Database indexes for the non-developers

TL;DR
Database indexes can offer spectacular performance improvements for search queries in a database system. They achieve this by storing sorted copies of the data. They are managed by the database management software, so the effort required to use them is often negligible.

“How can it be so fast”? The founder of the startup I had just started working for was both surprised and excited. The most important page of their web application, a few months on the making already, had been so painfully slow. And it was just getting slower as the user numbers increased. But suddenly, the page was really flying. “I have just added an index at the table” was my reply. Which of course led to the follow-up question “What is an index”? It is often tough to explain technical issues to non-developers, but on this occasion I think I managed to come up with a decent analogy.

The phone book analogy

Imagine you were given a printed phone book. It includes one entry for every mobile phone in the United Kingdom. Let’s say a hundred million of them. And for every mobile phone number, we store the last name of the owner, their first name, their phone number, and the city. As most other phone books, ours is sorted by last name. A printout of every entry in the book would look like this:

Position	Last name	First name	Phone number	City
1	Aagus	John	0791 2345 678	Manchester
…	…	…	…	…
23,567	Davies	Mia	0791 3333 111	Durham
…	…	…	…	…
65,345,343	Smith	Adam	0791 9696 999	Edinburgh
65,345,344	Smith	Amelia	0791 4444 555	London
65,345,345	Smith	Ava	0791 1000 000	Canterbury
…	…	…	…	…
100,000,000	Zuel	Jack	0791 2000 000	…

Table scan

Now assume you want to find the phone number of Adam Smith from Edinburgh. A slow way to find this information is to start at the first page of the book and read all the entries one-by-one until you reach the line that reads “Smith Adam”. Obviously it would take you a veeeery long time to do so. This algorithm is known as full table scan.

Binary search

A faster option is to open the book in the middle. Read a random surname. If that name is alphabetically before Smith you know that Smith’s name is at the second half of the book. Otherwise it is in the first half. With one check you have eliminated 50 million entries! Then repeat. Open the phone book at the middle of the second half, read a random name and check if it is before or after “Smith”. You have just eliminated another 25 million entries! With every search you eliminate half the entries. Repeat until you find the name you are looking for. This algorithm goes by the name binary search. And it turns out that by using it, the maximum number of checks you need to do to find a name in a catalog of a 100 million people is just 27.
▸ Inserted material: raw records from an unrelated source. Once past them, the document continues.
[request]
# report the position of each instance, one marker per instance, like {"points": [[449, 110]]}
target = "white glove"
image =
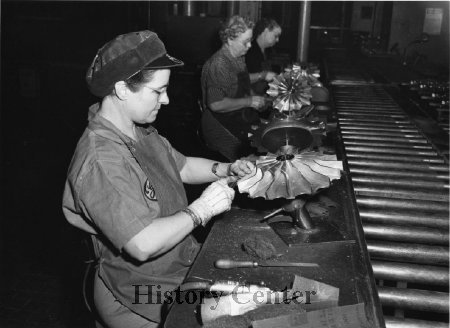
{"points": [[269, 76], [215, 199], [257, 102]]}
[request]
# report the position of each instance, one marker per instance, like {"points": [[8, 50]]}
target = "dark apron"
{"points": [[239, 122], [167, 271]]}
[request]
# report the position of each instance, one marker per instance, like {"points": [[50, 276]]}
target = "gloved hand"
{"points": [[215, 199], [257, 102], [241, 168], [269, 76]]}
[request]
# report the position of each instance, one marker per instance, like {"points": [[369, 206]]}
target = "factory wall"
{"points": [[407, 25]]}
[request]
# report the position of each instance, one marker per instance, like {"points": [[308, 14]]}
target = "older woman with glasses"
{"points": [[125, 185], [226, 86], [266, 33]]}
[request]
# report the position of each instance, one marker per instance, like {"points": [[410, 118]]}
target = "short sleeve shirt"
{"points": [[220, 77]]}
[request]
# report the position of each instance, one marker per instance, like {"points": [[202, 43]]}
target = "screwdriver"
{"points": [[230, 264]]}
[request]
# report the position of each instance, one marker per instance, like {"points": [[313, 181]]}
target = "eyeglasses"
{"points": [[159, 93]]}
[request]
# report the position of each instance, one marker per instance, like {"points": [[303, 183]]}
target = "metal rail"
{"points": [[401, 183]]}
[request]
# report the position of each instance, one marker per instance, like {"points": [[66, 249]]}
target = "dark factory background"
{"points": [[45, 50]]}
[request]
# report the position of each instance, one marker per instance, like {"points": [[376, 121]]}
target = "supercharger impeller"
{"points": [[290, 175]]}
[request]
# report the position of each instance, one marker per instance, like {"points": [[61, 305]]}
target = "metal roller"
{"points": [[388, 150], [382, 157], [395, 165], [381, 145], [396, 204], [414, 299], [431, 177], [374, 116], [416, 218], [401, 184], [399, 193], [394, 322], [376, 125], [398, 181], [412, 253], [375, 128], [411, 273], [373, 120], [410, 234], [384, 138], [379, 133]]}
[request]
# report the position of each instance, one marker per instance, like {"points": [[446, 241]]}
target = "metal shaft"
{"points": [[414, 299], [420, 235], [385, 203], [405, 217], [394, 322], [413, 253], [412, 273]]}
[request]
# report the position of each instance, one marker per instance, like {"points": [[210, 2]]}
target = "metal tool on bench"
{"points": [[231, 264]]}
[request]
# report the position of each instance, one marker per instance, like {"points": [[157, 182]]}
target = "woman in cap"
{"points": [[125, 185], [226, 86], [266, 34]]}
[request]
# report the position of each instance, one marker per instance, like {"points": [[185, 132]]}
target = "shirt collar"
{"points": [[106, 129]]}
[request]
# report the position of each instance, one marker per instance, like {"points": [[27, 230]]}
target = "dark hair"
{"points": [[234, 26], [136, 81], [264, 23]]}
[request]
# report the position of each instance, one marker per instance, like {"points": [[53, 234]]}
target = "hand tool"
{"points": [[230, 264]]}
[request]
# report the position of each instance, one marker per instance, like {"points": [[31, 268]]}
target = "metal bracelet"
{"points": [[197, 221]]}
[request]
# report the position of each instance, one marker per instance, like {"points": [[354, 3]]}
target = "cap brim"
{"points": [[165, 61]]}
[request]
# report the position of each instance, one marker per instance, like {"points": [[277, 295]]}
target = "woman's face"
{"points": [[144, 104], [240, 45], [272, 37]]}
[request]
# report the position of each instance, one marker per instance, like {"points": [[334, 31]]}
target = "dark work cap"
{"points": [[123, 57]]}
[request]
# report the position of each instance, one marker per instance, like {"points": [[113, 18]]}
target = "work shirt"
{"points": [[115, 188], [224, 76], [255, 60]]}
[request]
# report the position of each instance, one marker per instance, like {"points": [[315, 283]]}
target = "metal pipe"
{"points": [[364, 115], [399, 159], [414, 299], [389, 150], [411, 205], [376, 125], [384, 138], [379, 129], [363, 143], [303, 32], [431, 177], [411, 234], [372, 120], [394, 322], [396, 165], [399, 193], [411, 273], [398, 182], [418, 218], [403, 252], [380, 133]]}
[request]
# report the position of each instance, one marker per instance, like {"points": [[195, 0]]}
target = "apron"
{"points": [[120, 273]]}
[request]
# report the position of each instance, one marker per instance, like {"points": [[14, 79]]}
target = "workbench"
{"points": [[343, 263]]}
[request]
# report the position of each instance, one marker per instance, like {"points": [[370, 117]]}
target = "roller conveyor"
{"points": [[401, 183]]}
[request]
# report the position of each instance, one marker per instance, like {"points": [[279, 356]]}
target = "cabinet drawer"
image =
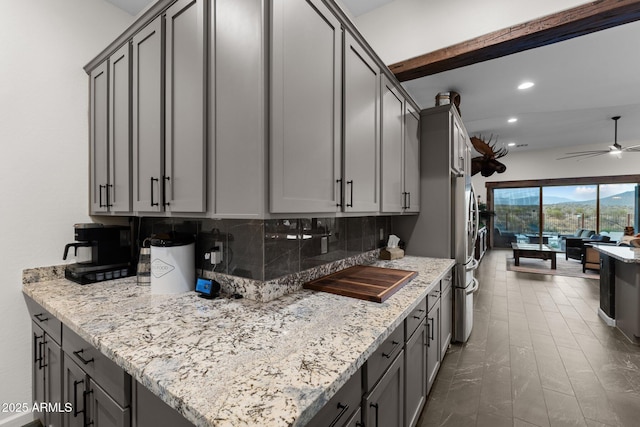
{"points": [[41, 317], [415, 318], [383, 357], [433, 298], [337, 412], [110, 376]]}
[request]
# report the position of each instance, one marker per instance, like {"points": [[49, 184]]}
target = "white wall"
{"points": [[542, 164], [404, 29], [44, 153]]}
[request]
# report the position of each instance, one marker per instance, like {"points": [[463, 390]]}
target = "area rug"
{"points": [[569, 268]]}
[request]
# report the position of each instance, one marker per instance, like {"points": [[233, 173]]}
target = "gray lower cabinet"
{"points": [[47, 376], [433, 338], [169, 144], [415, 361], [361, 130], [151, 411], [306, 107], [384, 404]]}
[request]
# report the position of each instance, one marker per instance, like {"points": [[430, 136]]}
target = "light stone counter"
{"points": [[228, 362], [621, 253]]}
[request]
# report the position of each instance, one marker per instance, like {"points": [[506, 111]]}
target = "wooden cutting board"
{"points": [[364, 282]]}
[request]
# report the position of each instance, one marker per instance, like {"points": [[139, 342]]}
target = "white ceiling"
{"points": [[579, 85]]}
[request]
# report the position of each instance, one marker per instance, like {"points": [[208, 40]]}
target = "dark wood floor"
{"points": [[538, 355]]}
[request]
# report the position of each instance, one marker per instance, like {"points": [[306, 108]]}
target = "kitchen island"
{"points": [[625, 289], [232, 362]]}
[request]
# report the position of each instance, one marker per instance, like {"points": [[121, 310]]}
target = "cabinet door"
{"points": [[306, 96], [104, 411], [53, 380], [433, 344], [361, 132], [411, 160], [415, 374], [446, 317], [384, 406], [392, 160], [185, 143], [150, 411], [75, 385], [147, 120], [119, 190], [38, 370], [98, 137]]}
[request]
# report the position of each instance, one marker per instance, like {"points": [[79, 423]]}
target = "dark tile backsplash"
{"points": [[268, 249]]}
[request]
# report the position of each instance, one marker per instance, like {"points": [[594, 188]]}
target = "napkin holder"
{"points": [[391, 253]]}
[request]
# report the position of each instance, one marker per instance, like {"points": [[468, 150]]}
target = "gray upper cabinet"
{"points": [[119, 190], [411, 160], [169, 111], [392, 192], [185, 143], [148, 110], [306, 98], [98, 137], [361, 129]]}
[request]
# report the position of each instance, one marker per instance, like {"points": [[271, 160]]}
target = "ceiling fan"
{"points": [[615, 149]]}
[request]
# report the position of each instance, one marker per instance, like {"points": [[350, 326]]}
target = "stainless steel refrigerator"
{"points": [[447, 225]]}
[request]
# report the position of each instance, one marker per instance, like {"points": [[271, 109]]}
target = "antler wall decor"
{"points": [[488, 163]]}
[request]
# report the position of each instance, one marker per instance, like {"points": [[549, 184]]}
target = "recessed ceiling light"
{"points": [[526, 85]]}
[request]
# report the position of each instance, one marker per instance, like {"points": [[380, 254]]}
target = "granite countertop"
{"points": [[233, 362], [621, 253]]}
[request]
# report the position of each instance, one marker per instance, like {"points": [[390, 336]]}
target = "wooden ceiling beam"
{"points": [[578, 21]]}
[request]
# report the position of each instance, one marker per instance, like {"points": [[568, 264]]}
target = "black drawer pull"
{"points": [[343, 410], [375, 406], [82, 359], [75, 398], [393, 349], [40, 318]]}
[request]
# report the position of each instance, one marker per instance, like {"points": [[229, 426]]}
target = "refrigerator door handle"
{"points": [[474, 287]]}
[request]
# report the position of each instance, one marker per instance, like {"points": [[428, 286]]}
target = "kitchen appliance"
{"points": [[110, 247], [447, 225], [173, 265]]}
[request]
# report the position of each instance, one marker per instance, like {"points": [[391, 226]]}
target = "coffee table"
{"points": [[530, 250]]}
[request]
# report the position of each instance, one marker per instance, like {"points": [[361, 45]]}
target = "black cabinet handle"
{"points": [[82, 359], [393, 349], [351, 204], [75, 399], [109, 188], [100, 187], [344, 409], [40, 316], [41, 362], [165, 179], [375, 406], [152, 180], [86, 421]]}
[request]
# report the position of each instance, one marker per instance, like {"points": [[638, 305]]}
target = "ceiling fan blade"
{"points": [[583, 153]]}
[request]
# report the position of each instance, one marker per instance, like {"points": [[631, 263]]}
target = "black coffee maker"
{"points": [[110, 253]]}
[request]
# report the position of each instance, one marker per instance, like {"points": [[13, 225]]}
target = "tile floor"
{"points": [[538, 355]]}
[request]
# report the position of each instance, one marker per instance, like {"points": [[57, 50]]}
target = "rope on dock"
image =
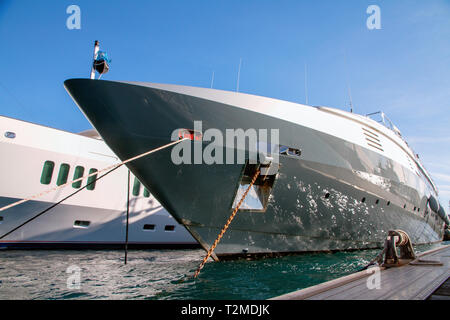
{"points": [[89, 175], [224, 229]]}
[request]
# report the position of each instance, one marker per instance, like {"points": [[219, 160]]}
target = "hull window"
{"points": [[63, 174], [47, 172], [149, 227], [92, 179], [79, 171], [287, 151], [81, 224], [169, 228], [189, 134], [10, 135]]}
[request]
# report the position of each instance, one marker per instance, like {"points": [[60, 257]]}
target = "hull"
{"points": [[93, 218], [338, 195]]}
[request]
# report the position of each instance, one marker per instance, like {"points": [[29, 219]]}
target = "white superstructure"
{"points": [[36, 158]]}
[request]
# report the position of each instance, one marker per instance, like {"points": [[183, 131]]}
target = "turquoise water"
{"points": [[167, 274]]}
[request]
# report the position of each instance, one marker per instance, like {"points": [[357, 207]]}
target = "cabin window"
{"points": [[79, 171], [47, 172], [149, 227], [169, 228], [92, 179], [284, 150], [81, 224], [136, 187], [10, 135], [63, 174]]}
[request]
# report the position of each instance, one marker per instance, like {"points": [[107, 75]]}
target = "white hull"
{"points": [[104, 208]]}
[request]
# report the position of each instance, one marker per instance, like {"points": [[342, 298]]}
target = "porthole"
{"points": [[47, 172], [10, 135], [92, 179], [63, 174], [149, 227], [79, 171], [169, 228], [82, 224]]}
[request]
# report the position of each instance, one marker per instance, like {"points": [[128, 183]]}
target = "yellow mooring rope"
{"points": [[224, 229], [92, 174]]}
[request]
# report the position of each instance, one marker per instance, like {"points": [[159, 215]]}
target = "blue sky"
{"points": [[403, 68]]}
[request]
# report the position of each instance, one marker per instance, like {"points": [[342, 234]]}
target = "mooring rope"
{"points": [[89, 175], [224, 229]]}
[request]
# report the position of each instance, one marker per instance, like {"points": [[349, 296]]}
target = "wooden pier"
{"points": [[417, 280]]}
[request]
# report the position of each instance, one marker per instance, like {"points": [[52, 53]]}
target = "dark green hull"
{"points": [[336, 196]]}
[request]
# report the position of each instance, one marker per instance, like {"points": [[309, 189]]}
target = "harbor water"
{"points": [[167, 274]]}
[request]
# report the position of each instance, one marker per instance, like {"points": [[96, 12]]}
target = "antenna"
{"points": [[348, 82], [96, 48], [306, 85], [239, 75]]}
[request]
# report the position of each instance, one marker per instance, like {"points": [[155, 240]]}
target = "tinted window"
{"points": [[79, 171], [47, 172], [63, 174], [91, 180]]}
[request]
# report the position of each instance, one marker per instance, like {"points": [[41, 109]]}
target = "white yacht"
{"points": [[35, 158]]}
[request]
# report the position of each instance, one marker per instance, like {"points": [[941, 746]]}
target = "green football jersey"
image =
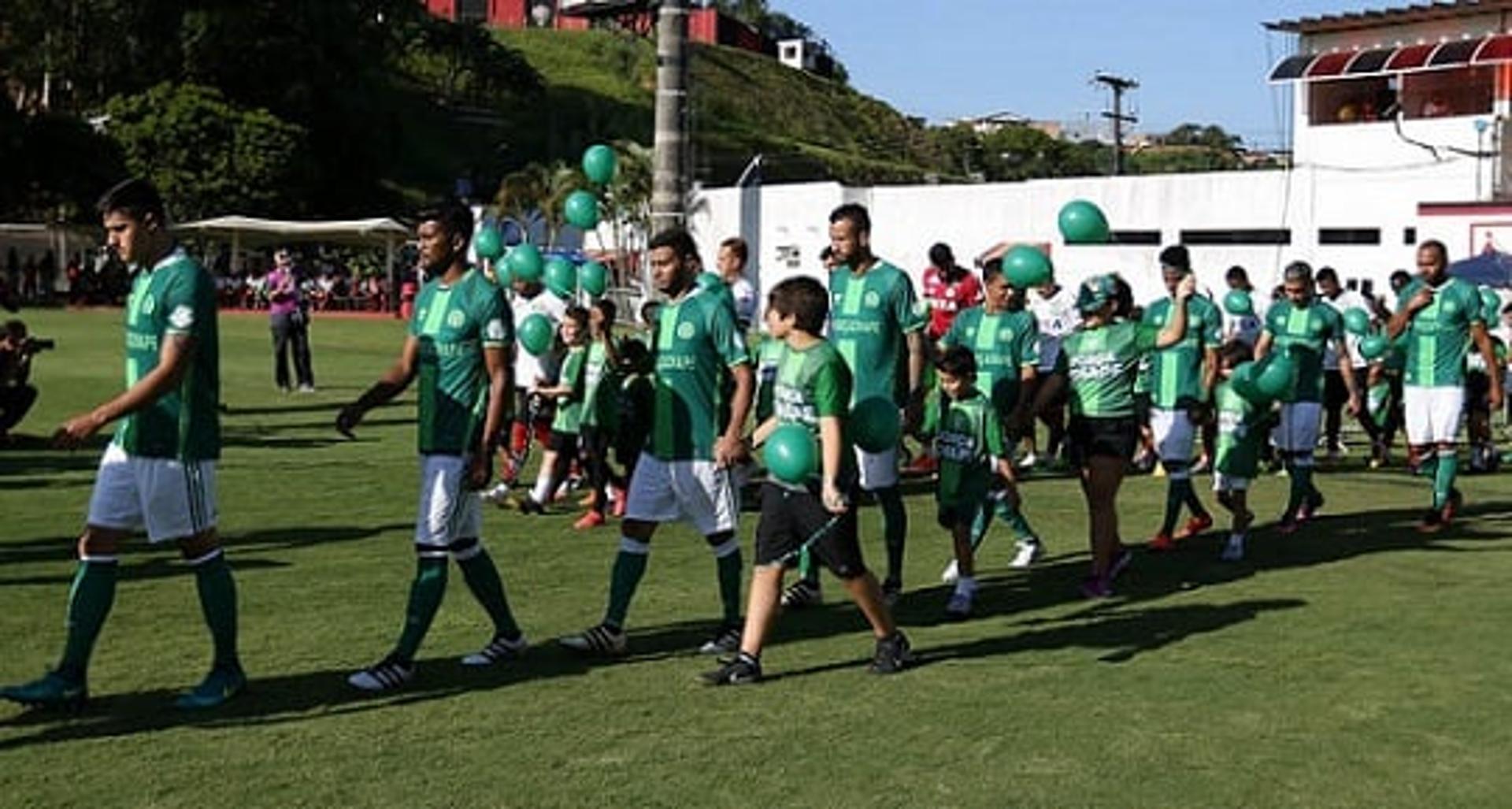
{"points": [[696, 342], [1175, 373], [174, 299], [454, 324], [1101, 365], [968, 434], [813, 384], [1438, 335], [1240, 432], [869, 317], [569, 409], [1004, 343], [1304, 332]]}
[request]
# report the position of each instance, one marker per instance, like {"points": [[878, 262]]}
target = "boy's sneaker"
{"points": [[213, 690], [384, 675], [602, 640], [802, 593], [724, 641], [892, 655], [1196, 526], [741, 670], [1027, 554], [52, 690], [959, 607], [499, 649]]}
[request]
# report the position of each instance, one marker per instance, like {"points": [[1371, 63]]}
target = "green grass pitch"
{"points": [[1352, 664]]}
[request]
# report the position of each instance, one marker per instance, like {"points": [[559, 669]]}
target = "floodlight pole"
{"points": [[670, 177]]}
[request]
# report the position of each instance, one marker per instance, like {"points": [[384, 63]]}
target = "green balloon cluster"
{"points": [[791, 454], [1027, 266], [536, 335], [1083, 223]]}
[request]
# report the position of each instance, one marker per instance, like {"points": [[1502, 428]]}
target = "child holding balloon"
{"points": [[808, 501]]}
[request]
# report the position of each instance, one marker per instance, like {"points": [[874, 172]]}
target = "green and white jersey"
{"points": [[869, 317], [1304, 332], [176, 297], [696, 342], [1004, 343], [968, 434], [1101, 365], [813, 384], [569, 409], [454, 324], [1240, 432], [1175, 373], [1438, 335], [767, 360]]}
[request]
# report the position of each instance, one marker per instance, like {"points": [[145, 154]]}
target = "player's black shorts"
{"points": [[1114, 437], [790, 518]]}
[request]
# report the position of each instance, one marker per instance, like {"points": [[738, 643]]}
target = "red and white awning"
{"points": [[1351, 64]]}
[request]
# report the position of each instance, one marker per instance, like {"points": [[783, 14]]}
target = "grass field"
{"points": [[1352, 664]]}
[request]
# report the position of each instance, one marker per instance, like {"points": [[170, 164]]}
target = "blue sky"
{"points": [[1201, 61]]}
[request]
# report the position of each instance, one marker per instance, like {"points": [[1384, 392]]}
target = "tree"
{"points": [[209, 156]]}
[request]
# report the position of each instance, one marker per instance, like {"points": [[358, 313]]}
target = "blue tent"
{"points": [[1493, 269]]}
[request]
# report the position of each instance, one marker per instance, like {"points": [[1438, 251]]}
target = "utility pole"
{"points": [[1119, 85], [670, 177]]}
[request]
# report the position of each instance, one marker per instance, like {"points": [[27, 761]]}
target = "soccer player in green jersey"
{"points": [[1440, 317], [1099, 362], [1002, 339], [685, 472], [159, 469], [1181, 381], [1303, 325], [458, 351], [813, 391], [879, 332]]}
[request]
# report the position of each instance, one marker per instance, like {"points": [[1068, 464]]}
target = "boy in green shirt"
{"points": [[813, 389]]}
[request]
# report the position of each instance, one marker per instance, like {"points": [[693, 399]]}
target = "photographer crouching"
{"points": [[16, 371]]}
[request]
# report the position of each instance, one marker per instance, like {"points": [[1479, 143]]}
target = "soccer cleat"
{"points": [[802, 593], [743, 670], [498, 651], [384, 675], [602, 640], [1195, 526], [724, 641], [950, 573], [591, 519], [1027, 554], [959, 607], [52, 690], [892, 654], [218, 687]]}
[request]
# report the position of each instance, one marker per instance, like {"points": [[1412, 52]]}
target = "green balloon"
{"points": [[791, 454], [561, 277], [1275, 376], [874, 424], [1357, 321], [1239, 302], [1025, 266], [536, 335], [1083, 223], [487, 244], [599, 164], [581, 209], [525, 263], [1373, 347], [595, 279]]}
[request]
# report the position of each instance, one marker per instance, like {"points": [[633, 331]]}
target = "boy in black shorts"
{"points": [[813, 389]]}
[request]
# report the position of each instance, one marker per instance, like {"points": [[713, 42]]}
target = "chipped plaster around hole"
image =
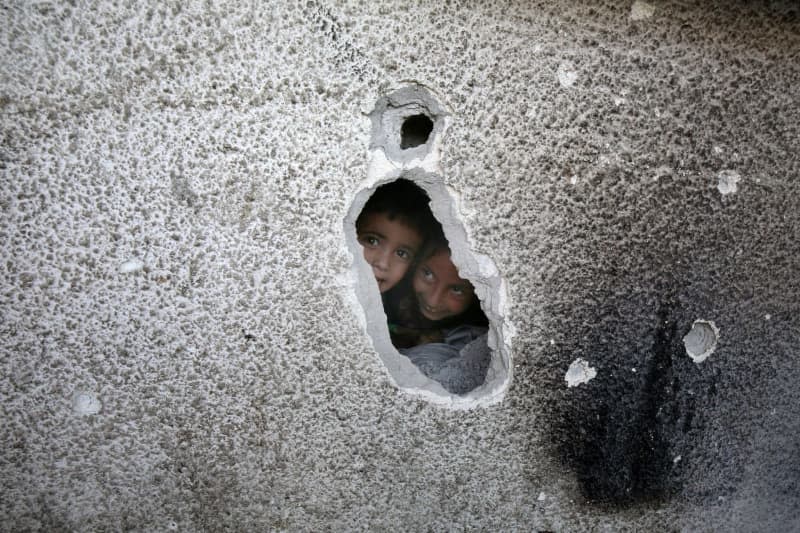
{"points": [[728, 181], [701, 341], [388, 162], [392, 111], [480, 270], [579, 372]]}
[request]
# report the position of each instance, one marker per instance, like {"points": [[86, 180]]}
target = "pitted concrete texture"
{"points": [[181, 345]]}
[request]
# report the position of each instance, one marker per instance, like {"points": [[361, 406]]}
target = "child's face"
{"points": [[389, 248], [441, 292]]}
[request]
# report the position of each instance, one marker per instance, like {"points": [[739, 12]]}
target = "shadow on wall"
{"points": [[628, 434]]}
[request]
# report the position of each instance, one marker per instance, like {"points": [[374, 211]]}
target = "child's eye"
{"points": [[369, 240]]}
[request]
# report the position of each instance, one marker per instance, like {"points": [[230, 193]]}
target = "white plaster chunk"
{"points": [[567, 74], [579, 372], [86, 403], [642, 10], [701, 341], [131, 266], [728, 181]]}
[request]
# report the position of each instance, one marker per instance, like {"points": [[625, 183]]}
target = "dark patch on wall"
{"points": [[624, 432]]}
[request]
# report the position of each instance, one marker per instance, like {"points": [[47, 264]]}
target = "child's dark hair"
{"points": [[404, 201]]}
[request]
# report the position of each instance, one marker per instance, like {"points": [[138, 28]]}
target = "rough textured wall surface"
{"points": [[180, 349]]}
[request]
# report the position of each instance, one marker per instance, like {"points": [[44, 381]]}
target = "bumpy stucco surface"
{"points": [[218, 147]]}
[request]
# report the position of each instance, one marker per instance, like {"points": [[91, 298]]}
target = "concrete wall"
{"points": [[182, 348]]}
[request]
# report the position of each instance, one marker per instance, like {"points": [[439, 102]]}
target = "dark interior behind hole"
{"points": [[434, 316], [415, 131]]}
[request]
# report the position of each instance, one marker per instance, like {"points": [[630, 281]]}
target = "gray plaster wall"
{"points": [[181, 344]]}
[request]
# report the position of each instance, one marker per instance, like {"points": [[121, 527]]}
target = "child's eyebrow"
{"points": [[376, 233]]}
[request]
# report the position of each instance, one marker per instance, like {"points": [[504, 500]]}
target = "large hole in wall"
{"points": [[432, 306]]}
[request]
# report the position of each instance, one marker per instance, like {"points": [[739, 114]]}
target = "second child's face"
{"points": [[441, 292], [389, 248]]}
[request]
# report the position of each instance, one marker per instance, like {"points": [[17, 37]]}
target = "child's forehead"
{"points": [[390, 219], [396, 226]]}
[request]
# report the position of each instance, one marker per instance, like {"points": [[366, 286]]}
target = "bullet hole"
{"points": [[415, 131], [405, 123], [701, 341]]}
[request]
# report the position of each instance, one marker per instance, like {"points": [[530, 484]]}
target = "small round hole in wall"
{"points": [[406, 124], [415, 131]]}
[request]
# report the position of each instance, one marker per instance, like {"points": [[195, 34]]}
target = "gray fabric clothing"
{"points": [[459, 363]]}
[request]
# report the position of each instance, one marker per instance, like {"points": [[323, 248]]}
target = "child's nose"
{"points": [[437, 294], [381, 259]]}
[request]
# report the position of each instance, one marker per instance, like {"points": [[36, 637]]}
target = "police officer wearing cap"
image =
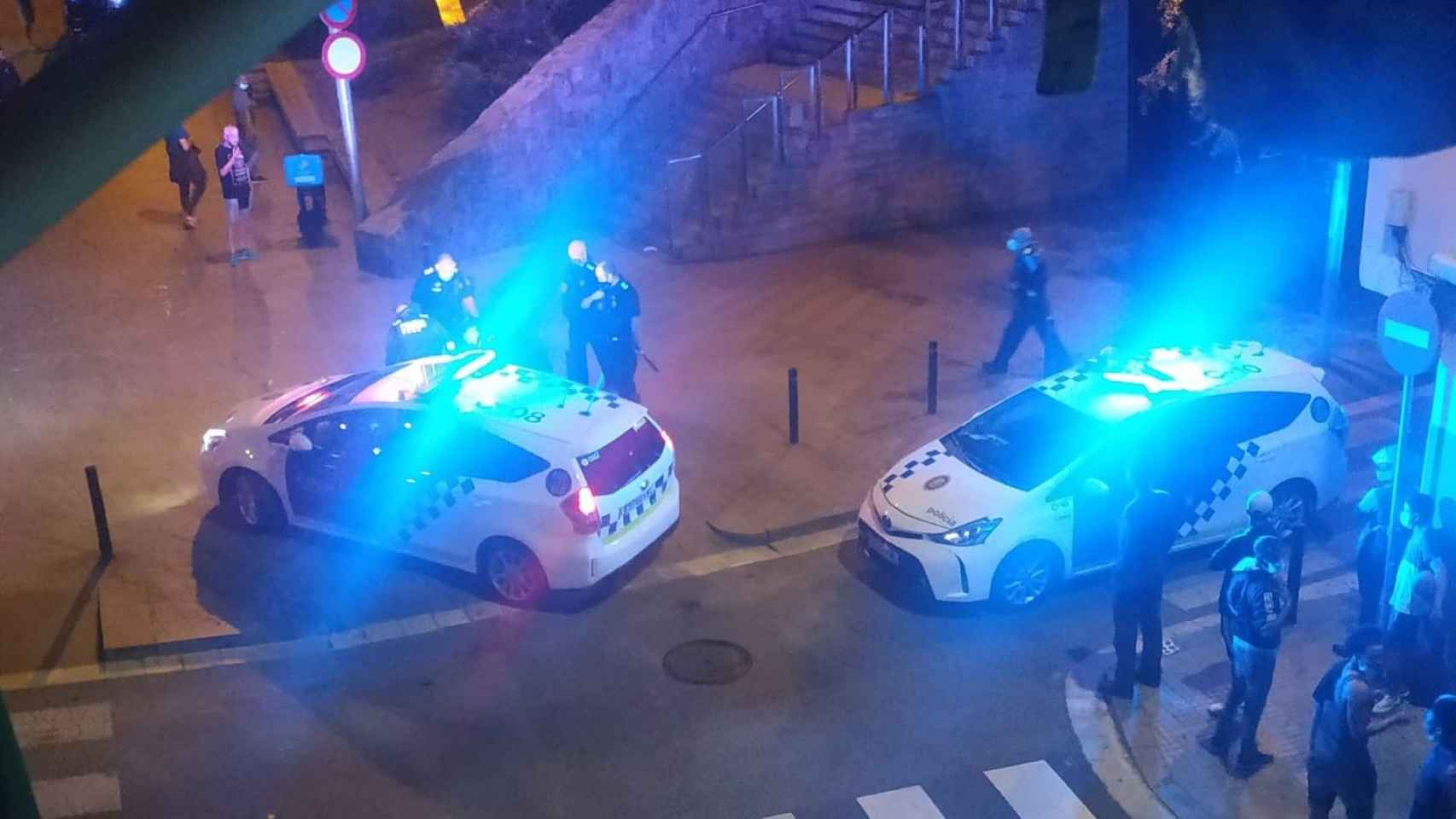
{"points": [[577, 282], [446, 295], [1033, 309]]}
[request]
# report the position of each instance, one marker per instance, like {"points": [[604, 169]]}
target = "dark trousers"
{"points": [[189, 192], [1133, 612], [1354, 784], [1025, 316], [577, 340], [618, 358], [1253, 678]]}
One important thing to remember is that this efficient searching is only possible because two conditions are met:

The entries are sorted by surname.
You are searching by surname.

Indexes: Searching for a phone number

Now assume you want to do the reverse search. You want to find who is the owner of a specific phone number, say 0791 9696 999. So, you open the phone book again to search for the owner of this number. Alas, there is no shortcut now, no fast algorithm. The binary search is not applicable because the book is not sorted by phone number. Your only option is to start reading the phone book until you find the phone number above. A slow full table scan.

Unless of course you had an index!! In our example, this would be a separate book, that contains the phone numbers sorted and the position number at the original book. Like this:

Phone number	Position
0791 1000 000	65,345,343
…	…
0791 2000 000	100,000,000
…	…
0791 2345 678	1
…	…
0791 3333 111	23567
…	…
0791 4444 555	65,345,343
…	…
0791 9696 999	65,345,343

Now to answer the same question, you can do a binary search on the phone-number-index book. It would take you maximum 27 searches to find the position of the entry you’re looking for in the original phonebook and another 27 searches at the original book to find the name of the owner.

When our original data is sorted by a specific field, we call that field a primary index. In this case the column surname is the primary index of our phonebook. The column Phone number has a secondary index. There is no limitation on how many secondary indexes you can use. We could add one for city too.

Trade offs

By maintaining two phone books, one sorted by surname and the other sorted by phone number, you gain the power to find very quickly anyone by their surname or by their phone number. But you need to pay a price. First, you need more paper (memory in computer databases) to store the second table. And then, every time a person changes their phone number you need to change it twice, once for every book. Note that changing the number in the index also requires a re-sorting of the table.

Summary

We have seen that an index is a sorted partial copy of your data. It can make specific types of searching very efficient. But at the same time it increases the space you need to store the data and it makes updating the data slower. So, depending on the situation, you need to make a decision what indexes to use. A good index could increase performance spectacularly.

Yannis Drosidis